Given one of the tracks on 53 Days is entitled “Christian Dior”, you can be forgiven for thinking that maybe he does play into that side of the world, but, clever holy wordplay aside, it all throws back to his upbringing. He only wants to be comfortable. He wants to provide for his family - and his dogs of course. “I’ve got two little dogs! I don’t think on a Friday night after I finish work, ‘Oh yeah, let me go out, and get drunk’. I’m like, ‘Yo, I gotta feed my boys!’ I’ve got a mortgage to pay. My priorities are just different.”
When asked how someone such as he fits into a world as an up comer, he answers instantly with a knowing laugh: “I never fit in!

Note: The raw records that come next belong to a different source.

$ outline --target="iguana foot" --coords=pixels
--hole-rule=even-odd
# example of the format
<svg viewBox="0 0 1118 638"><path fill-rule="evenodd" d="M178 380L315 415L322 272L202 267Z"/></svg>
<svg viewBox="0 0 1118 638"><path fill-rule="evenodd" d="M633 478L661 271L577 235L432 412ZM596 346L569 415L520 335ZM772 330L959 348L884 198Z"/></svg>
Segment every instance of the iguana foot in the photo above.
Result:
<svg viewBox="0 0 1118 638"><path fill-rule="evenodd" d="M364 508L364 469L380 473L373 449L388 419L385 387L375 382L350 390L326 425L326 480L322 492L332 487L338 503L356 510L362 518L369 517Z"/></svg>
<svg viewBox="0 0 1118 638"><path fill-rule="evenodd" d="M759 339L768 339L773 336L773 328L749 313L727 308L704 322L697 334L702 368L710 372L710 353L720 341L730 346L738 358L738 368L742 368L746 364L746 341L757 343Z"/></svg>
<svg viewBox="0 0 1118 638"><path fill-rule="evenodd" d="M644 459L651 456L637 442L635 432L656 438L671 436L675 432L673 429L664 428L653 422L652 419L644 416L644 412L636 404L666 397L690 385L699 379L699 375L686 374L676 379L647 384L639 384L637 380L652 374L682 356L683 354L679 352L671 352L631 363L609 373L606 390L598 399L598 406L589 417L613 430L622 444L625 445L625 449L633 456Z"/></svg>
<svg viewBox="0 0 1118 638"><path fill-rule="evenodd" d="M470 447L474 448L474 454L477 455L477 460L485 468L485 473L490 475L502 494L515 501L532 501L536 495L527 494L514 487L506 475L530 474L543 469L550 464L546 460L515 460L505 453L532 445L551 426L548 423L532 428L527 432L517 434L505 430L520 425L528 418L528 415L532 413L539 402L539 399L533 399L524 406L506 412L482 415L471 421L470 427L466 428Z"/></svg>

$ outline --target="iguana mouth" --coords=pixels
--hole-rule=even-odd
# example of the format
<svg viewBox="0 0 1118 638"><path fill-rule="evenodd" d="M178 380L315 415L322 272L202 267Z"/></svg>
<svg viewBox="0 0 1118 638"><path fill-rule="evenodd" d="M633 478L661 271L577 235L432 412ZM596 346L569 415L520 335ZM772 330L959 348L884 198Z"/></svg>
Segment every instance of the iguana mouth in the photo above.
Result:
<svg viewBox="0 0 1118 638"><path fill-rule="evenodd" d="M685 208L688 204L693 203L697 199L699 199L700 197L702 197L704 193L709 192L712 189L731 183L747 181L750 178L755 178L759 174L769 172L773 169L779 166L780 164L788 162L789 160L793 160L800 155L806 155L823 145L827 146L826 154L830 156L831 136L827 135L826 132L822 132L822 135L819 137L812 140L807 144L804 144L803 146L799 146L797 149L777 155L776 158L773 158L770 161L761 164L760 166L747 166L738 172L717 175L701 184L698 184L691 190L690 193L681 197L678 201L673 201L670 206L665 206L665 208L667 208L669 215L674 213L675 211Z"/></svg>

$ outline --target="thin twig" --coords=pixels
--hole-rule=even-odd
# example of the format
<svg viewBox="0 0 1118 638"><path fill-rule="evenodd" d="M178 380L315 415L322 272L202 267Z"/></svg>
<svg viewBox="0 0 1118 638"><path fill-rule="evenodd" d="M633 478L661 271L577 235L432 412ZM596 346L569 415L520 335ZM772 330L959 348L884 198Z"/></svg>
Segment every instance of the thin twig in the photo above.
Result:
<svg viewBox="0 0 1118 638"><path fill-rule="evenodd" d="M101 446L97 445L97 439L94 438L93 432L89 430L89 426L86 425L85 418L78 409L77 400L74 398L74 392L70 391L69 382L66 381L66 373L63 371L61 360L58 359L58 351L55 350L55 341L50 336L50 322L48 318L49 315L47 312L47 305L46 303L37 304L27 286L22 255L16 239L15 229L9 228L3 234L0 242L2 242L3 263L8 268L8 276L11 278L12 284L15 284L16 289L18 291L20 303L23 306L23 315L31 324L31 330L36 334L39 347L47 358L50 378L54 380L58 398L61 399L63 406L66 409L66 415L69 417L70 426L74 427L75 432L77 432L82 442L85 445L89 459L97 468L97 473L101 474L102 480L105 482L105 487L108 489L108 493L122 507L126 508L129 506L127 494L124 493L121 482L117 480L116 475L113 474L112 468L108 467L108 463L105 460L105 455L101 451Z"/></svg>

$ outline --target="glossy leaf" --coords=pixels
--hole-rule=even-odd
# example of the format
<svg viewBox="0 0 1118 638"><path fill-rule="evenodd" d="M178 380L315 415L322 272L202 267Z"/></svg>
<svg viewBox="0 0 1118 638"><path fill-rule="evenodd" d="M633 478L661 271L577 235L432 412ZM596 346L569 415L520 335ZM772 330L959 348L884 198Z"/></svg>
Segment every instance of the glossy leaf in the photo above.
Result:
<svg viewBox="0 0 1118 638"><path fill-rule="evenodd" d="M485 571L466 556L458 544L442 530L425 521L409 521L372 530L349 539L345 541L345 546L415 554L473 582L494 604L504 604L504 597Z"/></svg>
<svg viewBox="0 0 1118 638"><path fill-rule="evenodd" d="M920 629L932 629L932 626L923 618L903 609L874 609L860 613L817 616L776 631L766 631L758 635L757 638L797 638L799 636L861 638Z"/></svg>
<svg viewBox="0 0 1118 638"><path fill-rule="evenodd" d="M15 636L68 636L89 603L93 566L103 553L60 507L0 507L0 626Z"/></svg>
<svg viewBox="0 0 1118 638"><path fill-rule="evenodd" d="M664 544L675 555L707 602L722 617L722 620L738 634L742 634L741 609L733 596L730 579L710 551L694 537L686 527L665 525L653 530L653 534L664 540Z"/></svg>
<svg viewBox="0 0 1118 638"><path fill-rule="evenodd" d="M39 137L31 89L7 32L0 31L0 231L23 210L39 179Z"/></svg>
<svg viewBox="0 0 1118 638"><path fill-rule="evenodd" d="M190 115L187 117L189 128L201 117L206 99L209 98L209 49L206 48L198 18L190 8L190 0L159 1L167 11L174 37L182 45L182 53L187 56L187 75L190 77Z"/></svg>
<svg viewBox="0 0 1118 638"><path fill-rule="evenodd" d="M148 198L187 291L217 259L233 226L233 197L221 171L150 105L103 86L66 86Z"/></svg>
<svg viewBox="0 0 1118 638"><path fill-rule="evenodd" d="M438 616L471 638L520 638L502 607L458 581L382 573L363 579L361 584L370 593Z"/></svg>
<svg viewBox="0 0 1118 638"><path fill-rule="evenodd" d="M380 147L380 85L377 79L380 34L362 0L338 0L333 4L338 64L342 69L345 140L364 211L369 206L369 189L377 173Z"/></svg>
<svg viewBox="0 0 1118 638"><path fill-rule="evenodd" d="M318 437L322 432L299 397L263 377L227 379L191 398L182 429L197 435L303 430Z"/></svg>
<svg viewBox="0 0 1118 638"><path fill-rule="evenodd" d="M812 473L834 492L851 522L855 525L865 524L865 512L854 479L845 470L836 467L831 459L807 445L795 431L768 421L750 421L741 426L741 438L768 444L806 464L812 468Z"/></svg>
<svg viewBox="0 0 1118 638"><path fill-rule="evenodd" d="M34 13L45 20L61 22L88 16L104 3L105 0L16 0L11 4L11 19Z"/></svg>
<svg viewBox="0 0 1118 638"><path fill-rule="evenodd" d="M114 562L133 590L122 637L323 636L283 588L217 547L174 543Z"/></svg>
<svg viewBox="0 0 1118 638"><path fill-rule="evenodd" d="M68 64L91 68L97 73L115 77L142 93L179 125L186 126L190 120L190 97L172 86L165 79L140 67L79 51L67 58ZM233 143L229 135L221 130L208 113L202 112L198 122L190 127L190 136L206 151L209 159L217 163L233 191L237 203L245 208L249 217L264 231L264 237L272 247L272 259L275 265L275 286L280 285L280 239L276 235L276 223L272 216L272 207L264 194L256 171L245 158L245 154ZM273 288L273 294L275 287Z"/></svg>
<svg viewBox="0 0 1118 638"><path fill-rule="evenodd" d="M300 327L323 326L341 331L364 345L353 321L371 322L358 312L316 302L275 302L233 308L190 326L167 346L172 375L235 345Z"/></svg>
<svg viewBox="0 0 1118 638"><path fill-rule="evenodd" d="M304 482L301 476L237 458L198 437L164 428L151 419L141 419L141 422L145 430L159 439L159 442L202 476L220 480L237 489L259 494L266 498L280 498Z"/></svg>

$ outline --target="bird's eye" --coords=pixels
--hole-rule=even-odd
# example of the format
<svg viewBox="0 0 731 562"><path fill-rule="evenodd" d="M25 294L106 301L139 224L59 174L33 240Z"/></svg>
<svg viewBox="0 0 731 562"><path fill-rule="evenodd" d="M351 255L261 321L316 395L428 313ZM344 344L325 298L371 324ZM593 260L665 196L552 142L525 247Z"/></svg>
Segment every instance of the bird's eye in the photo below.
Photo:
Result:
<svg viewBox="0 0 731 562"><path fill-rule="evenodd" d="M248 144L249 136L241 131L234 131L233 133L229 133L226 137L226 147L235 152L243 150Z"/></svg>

I still don’t!”
With his focus upon a more positive, and purer, world, one that owns up to its own wrongdoings, and offers its learned wisdom for more to follow, he’s keen to highlight that the recent spate of deaths within the music world - mental health and dangerous coping mechanisms running deep alongside each other - need to be looked at with far more concern.

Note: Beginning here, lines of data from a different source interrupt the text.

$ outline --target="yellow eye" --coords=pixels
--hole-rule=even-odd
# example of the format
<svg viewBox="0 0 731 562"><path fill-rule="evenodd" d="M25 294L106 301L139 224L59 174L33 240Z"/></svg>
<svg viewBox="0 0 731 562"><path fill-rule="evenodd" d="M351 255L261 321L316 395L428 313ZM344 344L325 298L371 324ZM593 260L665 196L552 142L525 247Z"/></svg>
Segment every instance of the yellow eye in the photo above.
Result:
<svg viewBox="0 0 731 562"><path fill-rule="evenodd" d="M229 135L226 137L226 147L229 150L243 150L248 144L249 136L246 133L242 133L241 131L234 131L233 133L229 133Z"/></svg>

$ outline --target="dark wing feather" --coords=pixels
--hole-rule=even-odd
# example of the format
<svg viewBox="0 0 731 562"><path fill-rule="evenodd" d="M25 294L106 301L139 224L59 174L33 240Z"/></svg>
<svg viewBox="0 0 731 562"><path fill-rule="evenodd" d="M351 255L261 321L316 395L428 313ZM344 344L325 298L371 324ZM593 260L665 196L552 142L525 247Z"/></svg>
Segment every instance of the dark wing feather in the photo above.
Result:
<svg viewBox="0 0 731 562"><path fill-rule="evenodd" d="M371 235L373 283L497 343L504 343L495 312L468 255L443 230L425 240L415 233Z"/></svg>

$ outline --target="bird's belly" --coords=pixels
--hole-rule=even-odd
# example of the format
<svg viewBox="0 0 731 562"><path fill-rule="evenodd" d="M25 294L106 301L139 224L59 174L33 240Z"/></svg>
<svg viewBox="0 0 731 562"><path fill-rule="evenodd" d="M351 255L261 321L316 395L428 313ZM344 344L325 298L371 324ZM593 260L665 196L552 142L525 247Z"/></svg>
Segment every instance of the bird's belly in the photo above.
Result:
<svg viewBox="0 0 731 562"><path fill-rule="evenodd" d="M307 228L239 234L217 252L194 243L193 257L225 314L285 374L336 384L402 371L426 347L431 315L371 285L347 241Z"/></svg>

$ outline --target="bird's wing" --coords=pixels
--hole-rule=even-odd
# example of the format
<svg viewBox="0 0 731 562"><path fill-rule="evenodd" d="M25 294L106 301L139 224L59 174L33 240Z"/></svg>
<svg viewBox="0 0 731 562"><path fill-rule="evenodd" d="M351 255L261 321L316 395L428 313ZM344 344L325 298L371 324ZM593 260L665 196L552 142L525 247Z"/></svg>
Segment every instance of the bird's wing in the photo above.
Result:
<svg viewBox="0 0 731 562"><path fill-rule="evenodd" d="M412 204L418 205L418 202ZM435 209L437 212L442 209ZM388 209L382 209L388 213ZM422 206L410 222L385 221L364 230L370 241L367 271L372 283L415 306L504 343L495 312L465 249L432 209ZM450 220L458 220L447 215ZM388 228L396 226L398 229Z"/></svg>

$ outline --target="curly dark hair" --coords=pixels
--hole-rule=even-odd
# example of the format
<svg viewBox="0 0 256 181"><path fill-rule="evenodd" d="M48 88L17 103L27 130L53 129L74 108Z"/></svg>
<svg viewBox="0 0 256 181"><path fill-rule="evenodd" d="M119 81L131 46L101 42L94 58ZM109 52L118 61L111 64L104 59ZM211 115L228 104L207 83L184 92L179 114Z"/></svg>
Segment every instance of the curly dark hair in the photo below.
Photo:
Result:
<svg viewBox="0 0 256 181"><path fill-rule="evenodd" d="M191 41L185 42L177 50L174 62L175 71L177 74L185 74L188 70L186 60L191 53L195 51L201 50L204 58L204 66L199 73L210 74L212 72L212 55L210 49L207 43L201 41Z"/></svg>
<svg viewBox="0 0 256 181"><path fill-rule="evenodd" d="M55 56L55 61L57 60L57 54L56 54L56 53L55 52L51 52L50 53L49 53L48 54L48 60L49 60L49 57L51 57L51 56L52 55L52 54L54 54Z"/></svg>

“We all struggle with our own adversities, and trials and tribulations, and that’s not to say ones tougher than the other - it’s all subjective…but we don’t have necessarily the best coping mechanisms nowadays. Music is my escape. I always try to urge people to turn to something other than drugs. Addiction is no joke.”
“Don’t let societies pressures force you to do something that’s not conducive to your health, your well-being, or your state of mind. All we have, is our sanity at the end of the day. When everything is gone, all you have is you and your thoughts.”